Direct numerical simulations (DNS) of turbulent flows have increasing importance because they not only provide fundamental understanding of turbulent flows but also complement and extend experimental results. DNS of high Reynolds numbers, however, require huge computing cost so high-performance computing has been strongly pursued. In this study, we examine the feasibility of cost-efficient DNS on Intel Xeon Phi many-core processors that are currently adopted by 10% of the 100 largest supercomputers in the world as listed in the Top500 site. For this purpose, we port and optimize our in-house turbulent flow solver named as DNS-TBL (direct numerical simulation-turbulent boundary layer) on Xeon Phi Knights Landing (KNL) many-core processors and conduct benchmark tests on KNL and conventional multicore processors. The key architectural features of KNL processors and strategies to exploit them for performance enhancement are discussed. The optimized code is validated by conducting numerical simulations of zero-pressure gradient turbulent boundary layers at high Reynolds numbers and by comparing simulated turbulent statistics to those reported in previous studies. With the details of optimization strategies and validation processes, this work can serve as a practical guideline for acceleration of large-scale and precise DNS with many-core computing.

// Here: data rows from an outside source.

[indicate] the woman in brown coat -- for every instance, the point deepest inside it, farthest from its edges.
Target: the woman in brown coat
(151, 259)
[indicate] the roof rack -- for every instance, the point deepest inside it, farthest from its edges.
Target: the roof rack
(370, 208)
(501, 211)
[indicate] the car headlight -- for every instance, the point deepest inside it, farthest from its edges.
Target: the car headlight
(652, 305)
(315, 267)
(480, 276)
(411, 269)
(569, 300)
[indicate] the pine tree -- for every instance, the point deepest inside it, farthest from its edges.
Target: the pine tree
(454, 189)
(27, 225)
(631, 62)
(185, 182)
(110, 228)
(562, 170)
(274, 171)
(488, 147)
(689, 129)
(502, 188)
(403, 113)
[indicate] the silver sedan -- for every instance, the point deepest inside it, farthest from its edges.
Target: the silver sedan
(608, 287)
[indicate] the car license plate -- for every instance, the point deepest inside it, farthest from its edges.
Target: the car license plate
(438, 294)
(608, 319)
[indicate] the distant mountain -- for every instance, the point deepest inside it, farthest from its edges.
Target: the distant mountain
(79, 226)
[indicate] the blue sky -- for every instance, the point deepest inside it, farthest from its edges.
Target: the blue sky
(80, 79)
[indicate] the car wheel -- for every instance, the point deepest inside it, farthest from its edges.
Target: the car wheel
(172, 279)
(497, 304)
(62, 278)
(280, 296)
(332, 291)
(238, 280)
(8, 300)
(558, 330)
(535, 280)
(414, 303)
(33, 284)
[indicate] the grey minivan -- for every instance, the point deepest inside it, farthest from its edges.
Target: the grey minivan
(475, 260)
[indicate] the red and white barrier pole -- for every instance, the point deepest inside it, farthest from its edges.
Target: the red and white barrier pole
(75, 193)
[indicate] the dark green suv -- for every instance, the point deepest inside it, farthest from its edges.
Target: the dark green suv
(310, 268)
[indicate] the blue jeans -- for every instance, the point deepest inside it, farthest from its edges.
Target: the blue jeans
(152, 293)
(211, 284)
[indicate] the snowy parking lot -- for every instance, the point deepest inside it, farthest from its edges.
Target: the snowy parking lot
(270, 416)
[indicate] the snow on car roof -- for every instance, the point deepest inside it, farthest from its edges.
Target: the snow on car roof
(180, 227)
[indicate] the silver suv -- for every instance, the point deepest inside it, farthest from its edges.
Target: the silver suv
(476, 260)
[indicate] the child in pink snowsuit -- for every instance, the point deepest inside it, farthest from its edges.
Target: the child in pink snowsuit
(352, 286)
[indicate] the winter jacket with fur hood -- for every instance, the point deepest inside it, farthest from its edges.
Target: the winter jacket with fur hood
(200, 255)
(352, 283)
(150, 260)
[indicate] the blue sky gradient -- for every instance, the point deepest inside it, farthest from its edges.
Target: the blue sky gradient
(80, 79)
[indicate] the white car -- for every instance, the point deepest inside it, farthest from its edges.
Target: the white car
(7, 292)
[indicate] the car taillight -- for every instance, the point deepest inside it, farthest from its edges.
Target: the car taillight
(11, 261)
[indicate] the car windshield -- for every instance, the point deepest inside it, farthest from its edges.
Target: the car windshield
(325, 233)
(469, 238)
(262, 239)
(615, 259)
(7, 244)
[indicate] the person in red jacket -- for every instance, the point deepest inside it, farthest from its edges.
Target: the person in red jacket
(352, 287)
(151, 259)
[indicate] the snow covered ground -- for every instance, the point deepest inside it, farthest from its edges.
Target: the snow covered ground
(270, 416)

湍流的直接数值模拟（DNS）越来越重要，因为它们不仅提供了对湍流的基本了解，而且补充并扩展了实验结果。但是，高雷诺数的DNS要求巨大的计算成本，因此一直强烈追求高性能计算。在这项研究中，我们研究了在英特尔至强融核多核处理器上采用具有成本效益的DNS的可行性，目前，全球500强超级计算机中有100％采用了英特尔至强融核多核处理器。为此，我们在至强披披骑士登陆（KNL）多核处理器上移植并优化了内部湍流求解器，称为DNS-TBL（直接数值模拟-湍流边界层），并在KNL和常规多核处理器上进行了基准测试处理器。讨论了KNL处理器的关键体系结构特征以及利用它们来提高性能的策略。通过对高雷诺数下的零压力梯度湍流边界层进行数值模拟，并将模拟的湍流统计数据与以前的研究结果进行比较，可以验证优化的代码。借助优化策略和验证过程的详细信息，这项工作可以作为使用多核计算加速大规模和精确DNS的实用指南。